1. A parábola do grande banquete. — Estando hoje em casa de um dos chefes dos fariseus por ocasião de um jantar (cf. Lc 14, 1), o Senhor conta aos convidados a parábola do grande banquete. Convém explicitar primeiro alguns dos elementos que compõem o cenário aqui descrito, contrastando-o com o episódio paralelo de Mateus, e examinar em seguida a doutrina espiritual que deste Evangelho se pode extrair.

a) O convite para o banquete (cf. Lc 14, 15-20; Mt 22, 1-6). — O dono de uma casa, identificado em Mateus como um rei (gr. ‘άνθρωπος βασιλεύς’), preparou as bodas de seu filho e, uma e outra vez, convidou a muitos concidadãos para tomar parte na festa. Os convidados, porém, começaram, um a um, a escusar-se com todo tipo de pretexto: “O primeiro disse: ‘Comprei um campo, e preciso ir vê-lo. Peço-te que aceites minhas desculpas’. Um outro disse: ‘Comprei cinco juntas de bois, e vou experimentá-las.

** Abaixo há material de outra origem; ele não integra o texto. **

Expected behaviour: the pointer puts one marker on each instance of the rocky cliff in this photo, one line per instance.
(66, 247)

Peço-te que aceites minhas desculpas’. Um terceiro disse: ‘Acabo de me casar e, por isso, não posso ir”, e assim por diante. Houve ainda quem lançasse mãos dos servos enviados pelo rei, insultando-os e matando-os sem escrúpulo (cf. Mt 22, 6). O evangelista Mateus acrescenta que, após saber do ocorrido, o rei indignou-se em extremo; e, enviadas as suas tropas, matou os assassinos e incendiou-lhes a cidade (cf. Mt 22, 7).

b) Os outros convidados (cf. Lc 14, 21-23; Mt 22, 8-10). — O rei disse então a um dos empregados: “O festim está pronto, mas os convidados não foram dignos” (Mt 22, 8), porque recusaram meu nobre convite. Por isso, “sai depressa pelas praças e ruas da cidade”, e os servos logo se espalharam “pelos caminhos e reuniram todos quantos acharam, maus e bons” (gr. ‘πονηρούς τε καὶ ἀγαθούς’; Mt 22, 10), escolhendo os novos convidados sem fazer distinções, fossem eles pobres, aleijados, cegos ou coxos. Mas, como houvesse ainda lugares vazios à mesa, disse o dono da casa ao empregado: “Sai pelas estradas e atalhos”, quer dizer, fora da cidade, “e obriga (gr. ‘ἀνάγκασον’) as pessoas a virem aqui”, ou seja, convece-as a comparecer às bodas do meu filho, para que assim “a minha casa fique cheia”.

2. A doutrina espiritual contida neste episódio divide-se em duas partes:

1.ª) Em primeiro lugar, a parábola ensina que os judeus, chamados outrora para ser o povo eleito de Deus, resistiriam aos insistentes convites de Cristo a entrarem no reino messiânico que Ele veio fundar, isto é, a Igreja. E não só isso: chegariam inclusive a matar os servos que Ele lhes enviaria, os Apóstolos, e por causa disso seriam devidamente castigados e veriam a cidade de Jerusalém ser consumida pelas chamas, como aconteceu de fato no ano 70 d.C. (cf. Mt 24, 2). No lugar deles, serão chamados a fazer parte do Reino de Deus todos os gentios, “de toda nação, tribo, povo e língua” (Ap 7, 9).

2.ª) Em segundo lugar, a parábola distingue entre três tipos de convidados: a) de um lado, há os pobres e humildes que, encontrados à beira do caminho, abrem o coração para a pregação do Evangelho e aceitam entrar na casa do Senhor; b) de outro, há os soberbos e arrogantes que, desinteressados das coisas espirituais, fecham os ouvidos ao chamado de Deus e são lançados nas trevas exteriores (cf. Mt 22, 14); c) por fim, há um grupo de convidados que são obrigados (cf. Lc 14, 23) a entrar na festa, porque a palavra de Deus nos chega de duas maneiras: ou como proposta e convite de amor, ou como tribulações e sofrimentos que “forçam” o nosso espírito a cair em si e voltar-se para Deus. A parábola alude, portanto, ao que já refletimos noutra ocasião: as desgraças e contratempos da vida são um meio eficaz de Deus chegar ao coração do homem, chamando-o a si e “obrigando-o” a ocupar o lugar que desde antes da fundação do mundo lhe está reservado nas núpcias do Cordeiro, porque nenhum dos assentos que Deus preparou para os eleitos há de ficar desocupado.